仮想ファイルシステム
GLibの一部であるGIOはGNOMEアプリケーションでのファイル、およびフォルダに対する操作のための中核となるライブラリです。GIOは取り換え可能なバックエンドにたいする、統一された仮想的ファイルシステムというレイヤーを提供します。GNOMEでは、GIOのバックエンドとして、複数のネットワークプロトコル、およびローカルプロトコルを実装するGVFSライブラリが提供されます。アプリケーションでGIOをGVFSとともに使用することによりローカルにファイルと同じくらい容易に、リモートマシン上にあるファイルにたいして処理を行うことができます。
GIOはファイルやフォルダにたいして、MIMEタイプやファイルのアイコン、どのアプリケーションがそのファイルを開くことができるかといった広範な情報を提供します。GVFSがファイルタイプの決定と関連付けの標準として freedesktop.org に採用されて以来、GVFSは異なるデスクトップ環境で正常に動作するようになり、開発者が異なる環境で実行されるソフトウェアを作成する助けとなりました。
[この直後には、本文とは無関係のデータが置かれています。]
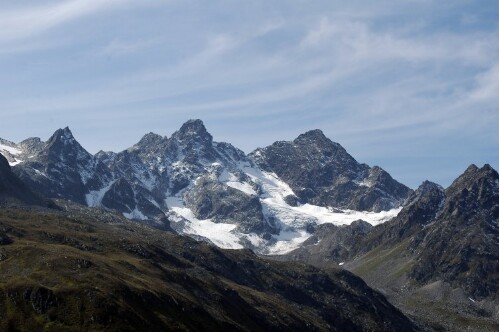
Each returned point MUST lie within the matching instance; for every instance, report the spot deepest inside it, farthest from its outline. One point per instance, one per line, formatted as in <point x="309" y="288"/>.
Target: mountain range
<point x="269" y="200"/>
<point x="432" y="251"/>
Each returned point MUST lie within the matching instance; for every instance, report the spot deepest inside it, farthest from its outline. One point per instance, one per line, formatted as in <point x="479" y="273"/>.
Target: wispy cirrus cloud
<point x="29" y="21"/>
<point x="385" y="79"/>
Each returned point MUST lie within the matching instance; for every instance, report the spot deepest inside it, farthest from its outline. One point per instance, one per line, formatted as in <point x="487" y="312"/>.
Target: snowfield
<point x="291" y="220"/>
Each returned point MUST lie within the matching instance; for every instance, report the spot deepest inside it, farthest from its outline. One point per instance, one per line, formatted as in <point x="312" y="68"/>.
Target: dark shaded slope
<point x="76" y="273"/>
<point x="13" y="190"/>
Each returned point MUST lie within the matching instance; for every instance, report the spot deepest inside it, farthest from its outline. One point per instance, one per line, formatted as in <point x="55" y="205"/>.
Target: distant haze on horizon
<point x="410" y="86"/>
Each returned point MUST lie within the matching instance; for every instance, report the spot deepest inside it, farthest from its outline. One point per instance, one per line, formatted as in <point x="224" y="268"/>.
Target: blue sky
<point x="411" y="86"/>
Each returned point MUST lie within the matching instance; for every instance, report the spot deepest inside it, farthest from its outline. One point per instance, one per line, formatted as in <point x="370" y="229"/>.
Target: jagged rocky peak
<point x="149" y="140"/>
<point x="193" y="130"/>
<point x="474" y="176"/>
<point x="63" y="142"/>
<point x="13" y="190"/>
<point x="321" y="172"/>
<point x="426" y="191"/>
GIOはGNOMEデスクトップを通じて使用されます。ファイルマネージャである Nautilus はローカルおよびリモートのフォルダの表示に GIOを使用します。ユーザにとってこれは、ネットワークサーバがあたかもローカルのフォルダであるかのように機能することを意味します: ユーザはこれらの間で、ファイルのドラッグアンドドロップ、プロパティ参照、アプリケーションからファイルを開くことができます。アプリケーションでGIOを使用することにより、ユーザがデスクトップからアクセスすることができる、すべてのファイルを開くことが可能になります。
GIOについての詳細は GIO Reference Manual を参照してください。
GNOMEの以前のバージョンでは、GnomeVFSライブラリがファイルおよびフォルダへのアクセスに使用されていました。 GnomeVFSでもリモートフォルダへの透過的アクセスを含めた同様な機能が提供されていましたが、いくつかの制限もあり、それはGIOによって解決されました。GnomeVFSはGNOME 2でも引き続きサポートされますが使用は推奨されていないので、新しく記述するコードで使用するべきではありません。GnomeVFSについての詳細は GnomeVFS - Filesystem Abstraction Library を参照してください。